Court Opinion

ID: 6569663
Source: CourtListenerOpinion
Date Created: 2022-07-20 19:22:59.3897+00
Date Added: 2024-06-11T15:56:51.834199
License: Public Domain

McDonough, chief justice.
This is an appeal from a summary judgment which disposed of defendant’s counterclaim.
In June, 1952, defendant was injured in an auto accident. Plaintiff, a physician, attended her in Idaho for about a month. Plaintiff was not paid and he sued defendant in the City Court of Salt Lake City, obtaining a default judgment when defendant failed to answer. She appealed, however, to the District Court, where, for the first time, she asserted a $40,000 counterclaim based on malpractice and containing allegations relative to fraud and breach of contract.

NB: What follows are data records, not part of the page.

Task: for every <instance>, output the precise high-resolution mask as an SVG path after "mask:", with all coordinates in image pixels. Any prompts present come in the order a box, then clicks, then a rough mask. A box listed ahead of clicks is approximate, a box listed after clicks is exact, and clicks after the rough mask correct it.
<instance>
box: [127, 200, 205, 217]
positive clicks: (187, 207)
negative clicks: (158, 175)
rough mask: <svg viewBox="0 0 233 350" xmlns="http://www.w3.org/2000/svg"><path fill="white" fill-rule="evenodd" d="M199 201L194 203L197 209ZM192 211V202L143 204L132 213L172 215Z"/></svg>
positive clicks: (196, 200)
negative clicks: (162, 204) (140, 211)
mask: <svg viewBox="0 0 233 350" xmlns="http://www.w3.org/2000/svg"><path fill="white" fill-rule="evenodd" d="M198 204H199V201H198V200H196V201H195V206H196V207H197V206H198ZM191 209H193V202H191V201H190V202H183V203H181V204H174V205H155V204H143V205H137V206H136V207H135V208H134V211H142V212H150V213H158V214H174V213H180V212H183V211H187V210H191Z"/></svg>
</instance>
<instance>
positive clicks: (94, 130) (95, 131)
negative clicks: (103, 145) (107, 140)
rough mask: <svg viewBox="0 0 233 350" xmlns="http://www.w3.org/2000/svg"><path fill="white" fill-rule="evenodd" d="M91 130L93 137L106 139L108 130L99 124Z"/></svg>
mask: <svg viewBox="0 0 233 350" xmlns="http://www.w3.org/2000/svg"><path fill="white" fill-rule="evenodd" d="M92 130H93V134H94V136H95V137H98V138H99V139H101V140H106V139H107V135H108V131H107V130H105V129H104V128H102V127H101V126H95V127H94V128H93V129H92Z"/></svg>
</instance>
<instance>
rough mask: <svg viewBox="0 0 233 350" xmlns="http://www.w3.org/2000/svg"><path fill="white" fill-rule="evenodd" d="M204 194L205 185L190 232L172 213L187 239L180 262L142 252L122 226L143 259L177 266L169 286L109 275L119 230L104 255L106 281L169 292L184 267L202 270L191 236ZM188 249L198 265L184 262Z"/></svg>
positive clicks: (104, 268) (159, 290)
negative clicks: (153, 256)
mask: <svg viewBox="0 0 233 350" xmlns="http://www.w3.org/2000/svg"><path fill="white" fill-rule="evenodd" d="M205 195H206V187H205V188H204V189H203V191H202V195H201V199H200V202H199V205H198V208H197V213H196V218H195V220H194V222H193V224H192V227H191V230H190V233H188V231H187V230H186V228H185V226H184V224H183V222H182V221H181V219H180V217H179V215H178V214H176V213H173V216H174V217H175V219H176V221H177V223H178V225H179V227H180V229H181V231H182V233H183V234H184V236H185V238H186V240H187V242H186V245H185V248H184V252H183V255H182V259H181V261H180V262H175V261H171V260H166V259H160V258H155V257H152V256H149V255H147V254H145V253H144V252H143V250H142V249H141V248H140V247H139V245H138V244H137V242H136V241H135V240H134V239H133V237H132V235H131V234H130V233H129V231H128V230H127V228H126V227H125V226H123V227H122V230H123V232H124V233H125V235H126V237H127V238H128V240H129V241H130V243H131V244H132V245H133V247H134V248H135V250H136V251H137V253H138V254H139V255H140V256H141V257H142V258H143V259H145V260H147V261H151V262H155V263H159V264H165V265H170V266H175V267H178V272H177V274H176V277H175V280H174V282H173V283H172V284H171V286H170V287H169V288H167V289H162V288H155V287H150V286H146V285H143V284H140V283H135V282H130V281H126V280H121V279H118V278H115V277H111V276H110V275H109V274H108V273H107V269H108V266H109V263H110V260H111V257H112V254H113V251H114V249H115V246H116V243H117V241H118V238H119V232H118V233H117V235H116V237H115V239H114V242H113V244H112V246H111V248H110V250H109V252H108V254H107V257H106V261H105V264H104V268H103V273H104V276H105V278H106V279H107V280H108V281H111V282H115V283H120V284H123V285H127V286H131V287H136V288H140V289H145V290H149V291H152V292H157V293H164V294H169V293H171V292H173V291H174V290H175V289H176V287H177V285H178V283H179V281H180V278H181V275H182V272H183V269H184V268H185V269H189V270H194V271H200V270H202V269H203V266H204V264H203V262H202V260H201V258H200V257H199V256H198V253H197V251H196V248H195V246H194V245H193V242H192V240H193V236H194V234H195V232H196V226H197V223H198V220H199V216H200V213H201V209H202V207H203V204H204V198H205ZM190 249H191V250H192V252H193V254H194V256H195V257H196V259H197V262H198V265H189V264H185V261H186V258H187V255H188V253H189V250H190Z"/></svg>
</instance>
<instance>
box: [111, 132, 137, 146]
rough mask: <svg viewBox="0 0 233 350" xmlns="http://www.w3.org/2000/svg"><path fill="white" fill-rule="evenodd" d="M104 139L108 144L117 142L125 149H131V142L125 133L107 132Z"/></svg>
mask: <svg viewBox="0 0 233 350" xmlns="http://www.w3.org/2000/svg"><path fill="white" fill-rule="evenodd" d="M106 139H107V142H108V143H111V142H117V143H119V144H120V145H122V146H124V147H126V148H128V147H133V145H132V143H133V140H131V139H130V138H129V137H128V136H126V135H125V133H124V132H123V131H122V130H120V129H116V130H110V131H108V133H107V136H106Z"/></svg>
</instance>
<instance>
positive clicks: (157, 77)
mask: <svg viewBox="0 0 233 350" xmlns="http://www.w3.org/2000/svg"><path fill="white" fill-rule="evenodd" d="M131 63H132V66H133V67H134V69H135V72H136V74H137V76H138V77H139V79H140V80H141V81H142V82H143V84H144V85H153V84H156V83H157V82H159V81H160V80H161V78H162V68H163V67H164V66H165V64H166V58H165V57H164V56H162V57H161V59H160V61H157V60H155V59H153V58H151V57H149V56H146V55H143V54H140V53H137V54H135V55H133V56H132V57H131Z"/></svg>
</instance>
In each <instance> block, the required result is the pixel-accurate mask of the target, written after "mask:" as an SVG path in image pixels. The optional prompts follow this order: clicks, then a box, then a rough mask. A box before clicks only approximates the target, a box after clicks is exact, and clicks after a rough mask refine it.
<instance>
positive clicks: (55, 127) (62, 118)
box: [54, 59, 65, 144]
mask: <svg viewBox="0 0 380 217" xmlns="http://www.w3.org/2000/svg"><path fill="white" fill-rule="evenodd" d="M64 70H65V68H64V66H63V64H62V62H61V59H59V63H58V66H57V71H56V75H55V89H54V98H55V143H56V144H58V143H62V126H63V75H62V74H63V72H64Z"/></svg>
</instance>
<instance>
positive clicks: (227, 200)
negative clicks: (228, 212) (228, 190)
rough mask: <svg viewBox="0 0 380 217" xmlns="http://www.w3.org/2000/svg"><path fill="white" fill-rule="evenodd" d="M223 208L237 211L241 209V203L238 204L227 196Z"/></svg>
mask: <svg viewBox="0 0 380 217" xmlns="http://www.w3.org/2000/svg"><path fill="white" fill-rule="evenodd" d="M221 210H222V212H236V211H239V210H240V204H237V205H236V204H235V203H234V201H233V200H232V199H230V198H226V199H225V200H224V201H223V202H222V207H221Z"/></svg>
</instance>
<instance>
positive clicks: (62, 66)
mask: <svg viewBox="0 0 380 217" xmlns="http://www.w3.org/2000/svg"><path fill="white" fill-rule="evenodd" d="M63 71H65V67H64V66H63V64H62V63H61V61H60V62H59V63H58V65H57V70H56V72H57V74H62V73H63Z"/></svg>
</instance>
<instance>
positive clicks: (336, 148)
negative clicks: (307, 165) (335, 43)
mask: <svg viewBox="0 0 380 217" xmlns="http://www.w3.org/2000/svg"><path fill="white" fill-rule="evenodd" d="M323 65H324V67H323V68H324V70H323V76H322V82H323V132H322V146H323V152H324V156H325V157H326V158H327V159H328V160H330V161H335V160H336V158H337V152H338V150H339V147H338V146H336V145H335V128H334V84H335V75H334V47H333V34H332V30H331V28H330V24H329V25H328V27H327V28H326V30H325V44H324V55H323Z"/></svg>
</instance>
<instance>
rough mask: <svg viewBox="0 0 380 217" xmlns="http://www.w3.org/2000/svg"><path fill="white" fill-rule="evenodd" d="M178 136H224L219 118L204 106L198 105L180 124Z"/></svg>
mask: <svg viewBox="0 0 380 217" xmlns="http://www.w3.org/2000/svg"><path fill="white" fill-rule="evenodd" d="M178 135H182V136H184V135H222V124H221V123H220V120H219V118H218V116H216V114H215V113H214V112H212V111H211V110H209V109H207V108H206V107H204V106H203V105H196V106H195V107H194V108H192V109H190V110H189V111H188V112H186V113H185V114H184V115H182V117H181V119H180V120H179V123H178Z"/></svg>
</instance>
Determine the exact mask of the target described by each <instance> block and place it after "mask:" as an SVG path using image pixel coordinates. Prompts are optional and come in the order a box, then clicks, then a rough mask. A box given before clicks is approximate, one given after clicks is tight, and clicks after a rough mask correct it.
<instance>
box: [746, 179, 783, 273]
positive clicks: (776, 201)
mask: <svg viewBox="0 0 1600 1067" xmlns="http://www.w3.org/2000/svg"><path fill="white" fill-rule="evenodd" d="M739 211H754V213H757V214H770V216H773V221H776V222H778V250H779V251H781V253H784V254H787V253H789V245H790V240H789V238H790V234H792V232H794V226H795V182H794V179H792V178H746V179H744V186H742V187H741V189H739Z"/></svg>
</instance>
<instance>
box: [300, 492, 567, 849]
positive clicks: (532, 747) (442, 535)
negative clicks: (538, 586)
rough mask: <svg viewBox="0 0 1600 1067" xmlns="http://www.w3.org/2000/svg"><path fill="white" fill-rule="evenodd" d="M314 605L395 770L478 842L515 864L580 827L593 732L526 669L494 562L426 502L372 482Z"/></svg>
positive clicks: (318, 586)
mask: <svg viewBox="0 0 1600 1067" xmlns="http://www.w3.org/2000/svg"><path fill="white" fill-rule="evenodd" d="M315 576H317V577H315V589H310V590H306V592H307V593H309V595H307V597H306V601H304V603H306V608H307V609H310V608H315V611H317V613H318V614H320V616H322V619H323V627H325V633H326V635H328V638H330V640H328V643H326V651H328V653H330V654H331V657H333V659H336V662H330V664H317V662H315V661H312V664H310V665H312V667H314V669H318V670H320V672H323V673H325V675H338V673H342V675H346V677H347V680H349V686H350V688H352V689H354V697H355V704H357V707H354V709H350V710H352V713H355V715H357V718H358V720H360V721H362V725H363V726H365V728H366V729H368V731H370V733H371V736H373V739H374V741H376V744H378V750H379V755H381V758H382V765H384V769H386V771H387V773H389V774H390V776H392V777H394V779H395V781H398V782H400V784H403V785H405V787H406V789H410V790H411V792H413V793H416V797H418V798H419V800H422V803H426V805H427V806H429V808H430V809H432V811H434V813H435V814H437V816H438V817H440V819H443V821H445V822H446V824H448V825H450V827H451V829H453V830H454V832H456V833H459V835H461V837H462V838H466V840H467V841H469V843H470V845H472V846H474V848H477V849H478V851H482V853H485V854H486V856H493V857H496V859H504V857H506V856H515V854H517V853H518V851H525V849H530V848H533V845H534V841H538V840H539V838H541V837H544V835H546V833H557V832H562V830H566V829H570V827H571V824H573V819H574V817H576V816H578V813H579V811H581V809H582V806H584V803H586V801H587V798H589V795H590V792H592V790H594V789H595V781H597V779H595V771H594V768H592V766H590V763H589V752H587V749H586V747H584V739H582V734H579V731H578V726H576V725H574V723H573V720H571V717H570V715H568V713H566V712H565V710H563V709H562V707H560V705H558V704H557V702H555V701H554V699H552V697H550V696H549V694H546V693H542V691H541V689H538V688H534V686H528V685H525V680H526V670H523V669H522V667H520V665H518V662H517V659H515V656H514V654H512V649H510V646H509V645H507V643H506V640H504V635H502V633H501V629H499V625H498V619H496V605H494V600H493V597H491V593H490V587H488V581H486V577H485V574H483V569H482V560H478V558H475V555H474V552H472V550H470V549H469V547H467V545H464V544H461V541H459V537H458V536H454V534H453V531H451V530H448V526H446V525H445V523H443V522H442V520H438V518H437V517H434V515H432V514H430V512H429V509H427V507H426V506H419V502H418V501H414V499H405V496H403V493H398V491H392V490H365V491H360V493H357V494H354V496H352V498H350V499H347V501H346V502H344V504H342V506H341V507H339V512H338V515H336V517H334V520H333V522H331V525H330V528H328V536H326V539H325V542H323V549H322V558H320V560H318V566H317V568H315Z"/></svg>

The motion for summary judgment was based upon several grounds, only one of which need here be considered, since our conclusion relative thereto requires the af-firmance of the judgment. Based upon the allegations of the counterclaim and defendant’s deposition, plaintiff averred that the claim of the defendant is barred by the provisions of the Idaho Code 1947, § 5-219, and by the provisions of the Utah Code Annotated 1953, 78-12-45.
The cited Idaho Statute bars an action for personal injury unless the same is instituted within two years after the date the cause of action accrued. The cited Utah Statute bars (with one inapplicable exception) an action in Utah if such action is barred in the state in which it accrued. The alleged malpractice as set forth in defendant’s counterclaim occurred some three years prior to the interposition of the counterclaim here. However, to avoid the bar of the Idaho Statute cited, defendant asserts (1) that her cause of action is one on contract rather than in tort, and (2) that the applicable Idaho Statute is that relating to actions for fraud or mistake. Both such contentions have been rejected by the Idaho Court. In the case of Trimming v. Howard, 52 Idaho 412, 16 P.2d 661, a malpractice action, identical contentions were made by the plaintiff and, as noted, overruled. The action was clearly barred by the provisions of the cited Idaho Statute, hence, under the cited Utah Statute, it was barred here.
Summary judgment affirmed. Costs to respondent.
HENRIOD, J., concurs.
WADE and WORTHEN, JJ., concur in the result.